The story and its themes are inspired by Homer's The Odyssey and Virgil's The Aeneid. In other words, for an animated flick about bunnies, this film is dark, depressing, violent, and totally screwed up. Despite my love of the old Greek and Roman tales, I had a few difficulties getting into the story. I couldn't tell you why, but it was just something about it that didn't click with me.

It might have been the characters, as I had a difficult time for a while telling them apart. They did have their own characteristics, but there were still plenty of times it was difficult remembering which rabbit was who and what their personality was (if they had one) and what their role is in the story. Couple that with trying to mentally compare it to its inspiration, and I found myself lost for a good chunk of the movie. Even after I figured them out, I still couldn't much get into them. Perhaps it was the lack of differentiation or emotion in their voices (partly, anyway).

But I think it's the animation that needs to be discussed here. I've never really seen anything like it in a movie before. It's quite unique (Side note: how do you catch a unique rabbit? Unique up on it!). It almost looks like a painting that's turned into animation. But a really trippy painting that starts wigging out on you after you take some hallucinogens. Because this movie ends up in some very bizarre places visually. It sometimes drifts smoothly into almost a dream-like or nightmarish state where everything is off-the-walls, weird, or terrifying. It's also one of the most violent animated bunny movies I've ever seen, and the animation of violence and blood is both unsuspecting and quite well done. Apparently people still complain about the film's PG rating, and it remains today to be the most violent PG animated film ever made.

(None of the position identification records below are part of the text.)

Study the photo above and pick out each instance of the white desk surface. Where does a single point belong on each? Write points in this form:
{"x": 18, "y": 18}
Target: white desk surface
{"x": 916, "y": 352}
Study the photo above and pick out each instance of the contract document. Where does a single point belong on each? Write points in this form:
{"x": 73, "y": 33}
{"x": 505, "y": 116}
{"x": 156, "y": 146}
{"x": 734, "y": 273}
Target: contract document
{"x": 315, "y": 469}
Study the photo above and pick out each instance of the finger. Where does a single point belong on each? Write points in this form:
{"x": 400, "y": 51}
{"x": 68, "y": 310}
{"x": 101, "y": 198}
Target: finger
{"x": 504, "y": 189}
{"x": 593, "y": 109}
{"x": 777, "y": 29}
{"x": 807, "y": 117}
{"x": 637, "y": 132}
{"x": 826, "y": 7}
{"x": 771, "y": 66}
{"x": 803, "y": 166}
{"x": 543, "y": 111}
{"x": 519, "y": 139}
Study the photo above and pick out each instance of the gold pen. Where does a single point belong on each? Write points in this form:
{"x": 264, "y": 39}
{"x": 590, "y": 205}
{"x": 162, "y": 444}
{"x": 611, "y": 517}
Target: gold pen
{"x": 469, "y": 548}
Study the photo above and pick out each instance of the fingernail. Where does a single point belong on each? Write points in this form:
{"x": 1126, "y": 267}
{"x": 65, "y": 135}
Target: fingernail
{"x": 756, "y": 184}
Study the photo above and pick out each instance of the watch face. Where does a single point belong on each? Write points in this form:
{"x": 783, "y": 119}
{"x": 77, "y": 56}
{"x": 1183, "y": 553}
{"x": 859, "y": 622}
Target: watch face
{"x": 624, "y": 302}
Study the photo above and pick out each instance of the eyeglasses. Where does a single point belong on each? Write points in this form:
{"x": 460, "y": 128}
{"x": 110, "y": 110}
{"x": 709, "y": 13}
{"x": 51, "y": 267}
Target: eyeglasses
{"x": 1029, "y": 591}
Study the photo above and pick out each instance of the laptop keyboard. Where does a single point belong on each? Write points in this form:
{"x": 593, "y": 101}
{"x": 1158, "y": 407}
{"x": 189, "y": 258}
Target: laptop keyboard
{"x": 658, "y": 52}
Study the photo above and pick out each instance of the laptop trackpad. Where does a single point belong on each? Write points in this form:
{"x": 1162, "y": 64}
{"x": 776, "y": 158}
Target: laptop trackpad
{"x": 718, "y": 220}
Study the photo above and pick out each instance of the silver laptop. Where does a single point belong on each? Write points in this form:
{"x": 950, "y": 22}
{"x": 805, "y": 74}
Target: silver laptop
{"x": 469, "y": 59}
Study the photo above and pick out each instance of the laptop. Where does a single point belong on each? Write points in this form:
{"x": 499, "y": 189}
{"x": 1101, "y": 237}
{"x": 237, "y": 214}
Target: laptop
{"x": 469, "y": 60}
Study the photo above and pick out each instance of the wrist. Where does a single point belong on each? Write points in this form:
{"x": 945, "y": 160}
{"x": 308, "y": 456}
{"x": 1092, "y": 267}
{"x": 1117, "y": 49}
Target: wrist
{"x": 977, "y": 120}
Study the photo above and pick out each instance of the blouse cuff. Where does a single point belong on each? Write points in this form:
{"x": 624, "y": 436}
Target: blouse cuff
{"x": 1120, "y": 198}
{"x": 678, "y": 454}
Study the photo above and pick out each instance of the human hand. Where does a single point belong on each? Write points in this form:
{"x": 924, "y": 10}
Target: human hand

On the whole, though, I didn't really dislike it. In fact, once I got into it, I did enjoy it--even if it got really crazy at times. I particularly liked the character of Bigwig, as he was a pretty badass bunny. The animation was good and really interesting, which allows it to flow in and out of those strange sequences without seeming out of place. I doubt I'll watch it again, as I wasn't really in love with it, though I can see why somebody would be. It just wasn't all for me.

I Am McLovin!


  1. I remember liking this when I was a kid because none of my other friends had heard of it. Then I re-watched as an adult and I think it's totally fucked up for a kids movie. Not bad, just..unique. You definitely nailed it here.

    1. Yeah, I never saw this as a kid (or read the book). I think that might have hurt the experience for me a bit, since I didn't have either prior knowledge from the book happenings or the nostalgia factor going in.

      But yeah, it's a totally fucked up kids movie. It might be an animated film about bunnies, but that doesn't mean anything.

  2. Nick, you're too kind.

    I only discovered the book a handful of years ago and LOVED it. I consider it among my all-time favorites. And your initial bead on the story -- an epic tale a la "The Odyssey" -- is dead on. In fact, as I read "Watership Down," it was easy to imagine a live action film adaptation, pitched as "Lord of the Rings" with Bunnies.

    So I was all excited to track down and watch this movie... this ill-conceived, artistic miscarriage of a movie.

    Clearly the producers had never read the story, because elements of the film are clearly geared for kids, despite the fact that we can all agree this is absolutely NOT for kids. How can anything feel epic when Art Garfunkel won't shut the hell up for two seconds? I can't think of a faster way to sap the energy and excitement out of an adventure story than to swamp it with sappy-ass folk music.

    And what exactly were the animators smoking? Fiver's visions are like a bad trip? The only bad trip here was the trip out to go get the DVD of this movie.

    I know it's cliche to say that the book is better, but in the instance of "Watership Down," I can't think of a greater discrepancy between the two.

    1. That's crazy. I was under the impression it was a solid adaptation from things I kinda saw around the webz. But I guess not! I have no experience with the book, but for greatest discrepancy between book and film, that award has to go to either Dean Koontz's Watchers or Eragon (probably the former). Those are just painfully adapted in every way. Eragon was already not a great book--essentially poorly written plagiarism--and I felt back for the author after I saw the film.